2006-2007 Sezonunu da geride bırakıyoruz. Tabloya şöyle bir bakalım…

İstanbulda 17-18 sene önce bir hevesle oynanmaya başlamış spor ondan 8-9 sene sonra takim sayılarının çoğalmasıyla komite haline gelmiş, bundan bir 8-9 sene sonra da resmi federasyon çatısı altında kulüpler bazında oynanmaya başlanmış. Federasyon çatısı altında ilk şampiyonunu Sultans olarak belirleyen Türkiye Amerikan Futbolu Ligi, bir kaç gün içerisinde ikinci unvan sahibi takımına kavuşacak. Hepimize Hayırlı olsun… İki takımada başarı dileklerimi iletiyorum. Kazasız, belasız, güzel bir final olur umarım.

Neler Yapılıyor?

Neler neler… Bu spora gönlüne vermiş onlarca insan ders, sakatlık, karakış demeden antrenmanlar ardı ardına maçlar yapıyor ve güzel bir organizasyonun parçası olmaktan biraz da marjinal olmaktan keyif alıyor.

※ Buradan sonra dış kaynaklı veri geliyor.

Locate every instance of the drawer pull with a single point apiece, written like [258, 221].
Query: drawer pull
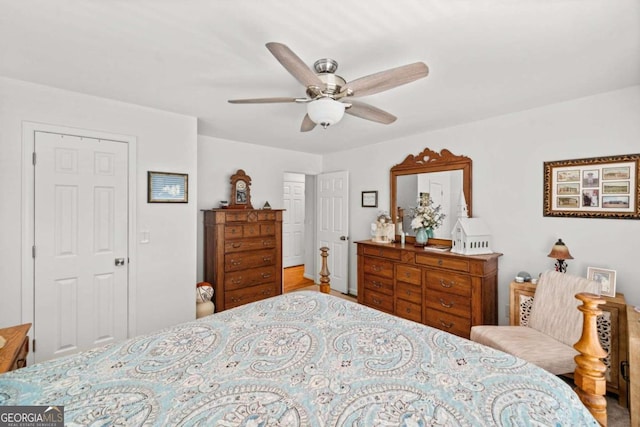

Neler Yapılmıyor? Neler Yapılmalı?

Evet… Şimdi eğri oturup doğru konuşalım.

Birincisi arkamızı yasladığımız federasyonun tüm eksiklerden sorumlu tutulmasına karşıyım. Evet, hatalar eksikler vardır bunlar tartışılır, ama sanki bu noktaya kadar bu sporu başkaları bu hale getirmiş gibi davranıp her işi devletten beklemek de yerimizde saymamıza sebep olur. Hakemlermiş, sponsorlarmış, organizasyonlarmış, destekmiş, oymuş buymuş ebetteki beklentiler olacaktır ama bu beklentilerin olması bizim beklememiz gerektiği anlamına gelmez.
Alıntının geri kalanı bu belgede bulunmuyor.